Canadian auto supplier Magna International aims to close a deal with General Motors over its Opel unit in September, Magna's co-Chief Executive Siegfried Wolf said Wednesday.



The comments come in the wake of a deal struck over the weekend between Magna, General Motors and the U.S. government for the sale of parts of its Opel unit.

German carmaker Opel's Chairman Carl-Peter Forster said a lot of details of Canadian auto parts group Magna International's deal to buy the company still needed to be clarified.

The chaiman's comments come in the wake of a deal struck over the weekend between Magna, General Motors and the U.S. government for the sale of parts of its Opel unit.

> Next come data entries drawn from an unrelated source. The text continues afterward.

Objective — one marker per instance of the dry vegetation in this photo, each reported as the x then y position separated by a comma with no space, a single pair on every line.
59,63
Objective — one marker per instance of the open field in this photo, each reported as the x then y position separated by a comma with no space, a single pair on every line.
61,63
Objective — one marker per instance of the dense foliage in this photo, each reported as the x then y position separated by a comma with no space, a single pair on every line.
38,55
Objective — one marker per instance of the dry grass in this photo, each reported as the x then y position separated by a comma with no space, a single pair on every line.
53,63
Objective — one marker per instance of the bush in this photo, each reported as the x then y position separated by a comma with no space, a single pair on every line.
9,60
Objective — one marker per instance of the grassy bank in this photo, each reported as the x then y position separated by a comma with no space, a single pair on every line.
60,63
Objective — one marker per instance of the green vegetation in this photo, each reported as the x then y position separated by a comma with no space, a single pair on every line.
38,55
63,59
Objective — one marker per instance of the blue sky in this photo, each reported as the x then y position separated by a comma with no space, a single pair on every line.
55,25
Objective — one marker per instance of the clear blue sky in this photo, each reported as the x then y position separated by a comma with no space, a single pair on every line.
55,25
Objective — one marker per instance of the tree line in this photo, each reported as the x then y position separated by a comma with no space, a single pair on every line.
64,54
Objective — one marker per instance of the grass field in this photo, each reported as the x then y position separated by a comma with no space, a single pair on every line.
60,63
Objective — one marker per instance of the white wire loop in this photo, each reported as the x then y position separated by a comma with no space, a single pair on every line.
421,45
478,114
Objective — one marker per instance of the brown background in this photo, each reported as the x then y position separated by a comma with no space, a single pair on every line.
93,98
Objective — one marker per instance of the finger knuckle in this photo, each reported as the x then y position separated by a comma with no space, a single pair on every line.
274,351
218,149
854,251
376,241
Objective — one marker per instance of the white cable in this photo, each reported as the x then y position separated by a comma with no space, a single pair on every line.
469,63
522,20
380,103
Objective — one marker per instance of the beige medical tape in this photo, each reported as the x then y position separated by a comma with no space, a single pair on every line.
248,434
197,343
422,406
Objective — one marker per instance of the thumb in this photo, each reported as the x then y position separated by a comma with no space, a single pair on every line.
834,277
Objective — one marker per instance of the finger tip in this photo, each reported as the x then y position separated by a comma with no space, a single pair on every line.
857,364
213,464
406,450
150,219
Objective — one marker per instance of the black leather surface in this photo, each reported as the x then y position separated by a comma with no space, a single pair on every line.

The future of General Motors Europe's plants was uncertain, Opel works council head Klaus Franz said. Negotiations over Opel's plants including Britain's Luton, Belgium's Antwerp and the German city of Bochum would be tough, Franz said.

The Magna deal included bridge financing worth 1.5 billion euros ($2.14 billion) and an interim solution in the form of a trustee model for Opel.

Initially, Magna had said it would loan Opel 300 million euros to cover short-term liquidity needs, but German Finance Minister Peer Steinbrueck said on Tuesday that the deal had changed and Magna would not be part of the bridge financing.

Magna will hold 20 percent of the new company, and Russia's Sberbank will hold 35 percent. Franz said he expected Sberbank to pool its votes together with Magna's.